Burma’s military junta has invited a UN investigator to make his first visit next week so he can assess the human rights situation in the Southeast Asian country, the United Nations said on Friday.
Investigator Tomas Ojea Quintana, who will be in Burma from Sunday through Thursday, hopes to meet a number of government officials and heads of state institutions, the Geneva-based Human Rights Council said in a statement.
“The special rapporteur wishes to engage in a constructive dialogue with the authorities with a view to improving the human rights situation of the people of Burma,” it said.

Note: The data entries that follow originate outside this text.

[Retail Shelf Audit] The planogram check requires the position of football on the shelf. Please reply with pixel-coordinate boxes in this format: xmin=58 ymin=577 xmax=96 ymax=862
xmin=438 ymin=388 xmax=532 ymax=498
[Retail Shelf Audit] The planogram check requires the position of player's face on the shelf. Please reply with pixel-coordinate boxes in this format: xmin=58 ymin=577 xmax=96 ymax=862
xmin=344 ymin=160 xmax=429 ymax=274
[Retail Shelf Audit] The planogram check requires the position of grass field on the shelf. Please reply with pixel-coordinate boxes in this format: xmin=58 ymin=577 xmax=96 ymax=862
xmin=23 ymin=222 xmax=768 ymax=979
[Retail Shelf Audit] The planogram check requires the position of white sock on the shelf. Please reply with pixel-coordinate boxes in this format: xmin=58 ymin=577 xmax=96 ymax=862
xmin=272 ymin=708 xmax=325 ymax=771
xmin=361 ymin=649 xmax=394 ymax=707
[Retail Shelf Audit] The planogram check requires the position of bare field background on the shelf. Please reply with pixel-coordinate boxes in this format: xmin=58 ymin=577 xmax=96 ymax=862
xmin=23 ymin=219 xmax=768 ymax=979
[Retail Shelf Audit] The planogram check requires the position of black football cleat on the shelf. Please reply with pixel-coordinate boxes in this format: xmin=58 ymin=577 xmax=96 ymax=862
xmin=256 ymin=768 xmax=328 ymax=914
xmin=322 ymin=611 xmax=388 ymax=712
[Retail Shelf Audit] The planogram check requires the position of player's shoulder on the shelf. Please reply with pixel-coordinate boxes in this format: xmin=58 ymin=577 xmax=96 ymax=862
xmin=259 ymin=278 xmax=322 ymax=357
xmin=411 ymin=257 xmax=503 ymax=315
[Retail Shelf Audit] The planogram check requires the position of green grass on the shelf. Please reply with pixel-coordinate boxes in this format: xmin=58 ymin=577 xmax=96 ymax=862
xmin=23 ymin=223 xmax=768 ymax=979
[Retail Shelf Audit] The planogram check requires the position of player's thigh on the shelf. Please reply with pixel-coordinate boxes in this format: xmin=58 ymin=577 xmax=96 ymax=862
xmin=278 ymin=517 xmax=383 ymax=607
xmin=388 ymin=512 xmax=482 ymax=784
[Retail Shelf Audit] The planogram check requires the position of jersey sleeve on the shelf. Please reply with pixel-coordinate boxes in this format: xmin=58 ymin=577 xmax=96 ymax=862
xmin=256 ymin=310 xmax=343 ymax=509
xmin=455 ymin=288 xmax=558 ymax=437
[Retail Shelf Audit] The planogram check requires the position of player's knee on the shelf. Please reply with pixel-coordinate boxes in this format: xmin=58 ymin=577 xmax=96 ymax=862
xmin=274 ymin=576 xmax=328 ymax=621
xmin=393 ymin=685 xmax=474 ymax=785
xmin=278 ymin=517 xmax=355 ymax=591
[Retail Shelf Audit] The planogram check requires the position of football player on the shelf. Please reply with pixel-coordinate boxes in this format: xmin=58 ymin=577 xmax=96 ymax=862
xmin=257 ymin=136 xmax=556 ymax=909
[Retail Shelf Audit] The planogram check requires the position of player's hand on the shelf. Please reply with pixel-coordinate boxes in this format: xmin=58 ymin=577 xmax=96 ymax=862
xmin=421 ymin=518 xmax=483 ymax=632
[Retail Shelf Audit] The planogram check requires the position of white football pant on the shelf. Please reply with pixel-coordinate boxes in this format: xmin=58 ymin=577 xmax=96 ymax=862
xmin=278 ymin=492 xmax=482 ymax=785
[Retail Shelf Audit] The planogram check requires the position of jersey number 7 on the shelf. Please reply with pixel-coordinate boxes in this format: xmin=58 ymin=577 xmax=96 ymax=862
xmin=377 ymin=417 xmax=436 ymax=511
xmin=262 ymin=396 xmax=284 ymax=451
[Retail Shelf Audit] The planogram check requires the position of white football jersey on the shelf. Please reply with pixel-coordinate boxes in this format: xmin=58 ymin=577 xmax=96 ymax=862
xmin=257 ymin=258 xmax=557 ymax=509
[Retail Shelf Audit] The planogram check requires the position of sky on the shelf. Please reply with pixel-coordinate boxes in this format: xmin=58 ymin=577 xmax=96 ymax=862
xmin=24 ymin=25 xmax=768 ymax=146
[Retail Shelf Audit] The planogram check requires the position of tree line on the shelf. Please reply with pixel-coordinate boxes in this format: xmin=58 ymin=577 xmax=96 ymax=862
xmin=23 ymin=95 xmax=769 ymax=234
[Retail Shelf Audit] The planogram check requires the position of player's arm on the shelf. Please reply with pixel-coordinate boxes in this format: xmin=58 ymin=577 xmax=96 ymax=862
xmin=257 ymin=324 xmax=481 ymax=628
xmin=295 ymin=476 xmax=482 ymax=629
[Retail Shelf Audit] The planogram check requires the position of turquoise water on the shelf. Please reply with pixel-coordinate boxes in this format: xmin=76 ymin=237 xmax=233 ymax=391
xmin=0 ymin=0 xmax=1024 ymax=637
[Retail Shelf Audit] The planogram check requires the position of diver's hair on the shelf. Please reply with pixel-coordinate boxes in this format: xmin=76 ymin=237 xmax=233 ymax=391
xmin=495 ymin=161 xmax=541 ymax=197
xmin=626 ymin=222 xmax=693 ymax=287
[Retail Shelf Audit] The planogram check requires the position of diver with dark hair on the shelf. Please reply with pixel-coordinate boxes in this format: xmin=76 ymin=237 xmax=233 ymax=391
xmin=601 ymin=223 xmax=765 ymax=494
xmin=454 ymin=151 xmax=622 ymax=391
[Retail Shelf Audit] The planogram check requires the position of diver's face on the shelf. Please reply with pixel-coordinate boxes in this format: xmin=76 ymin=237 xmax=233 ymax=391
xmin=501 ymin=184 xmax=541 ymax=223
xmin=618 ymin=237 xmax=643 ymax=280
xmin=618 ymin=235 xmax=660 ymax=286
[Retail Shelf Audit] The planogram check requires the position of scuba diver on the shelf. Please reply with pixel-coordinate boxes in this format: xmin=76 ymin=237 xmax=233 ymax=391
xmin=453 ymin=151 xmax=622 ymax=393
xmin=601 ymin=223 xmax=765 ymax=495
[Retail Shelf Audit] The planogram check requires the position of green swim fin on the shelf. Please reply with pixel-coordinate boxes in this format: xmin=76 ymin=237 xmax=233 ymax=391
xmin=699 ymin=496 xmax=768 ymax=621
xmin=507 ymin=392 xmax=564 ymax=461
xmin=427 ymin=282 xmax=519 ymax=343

UN spokeswoman Michele Montas said in New York that Ojea Quintana has asked to the visit the area worst hit when Cyclone Nargis struck on May 2-3, leaving an estimated 138,000 people dead or missing, most of them in the Irrawaddy Delta.
He also hopes to meet with representatives of ethnic groups, political parties, religious groups, civil society and non-governmental organisations in the country formerly known as Burma, the Human Rights Council said.
It was unclear if he would try to see Nobel Peace Prize laureate Aung San Suu Kyi, whose house arrest was recently extended.
Ojea Quintana, whose own parents were political prisoners under a military regime in Argentina, has called on Burma to release her and all other political prisoners.
Last month, he said the junta’s arrest of a popular comedian campaigning for victims of Cyclone Nargis was part of continuing serious human rights violations in the country.
UN Secretary-General Ban Ki-moon’s special envoy to Burma, Ibrahim Gambari, will also visit this month. Gambari, seeking to promote democracy in Burma, will be making his fourth visit since the ruling junta cracked down on monk-led protests last September.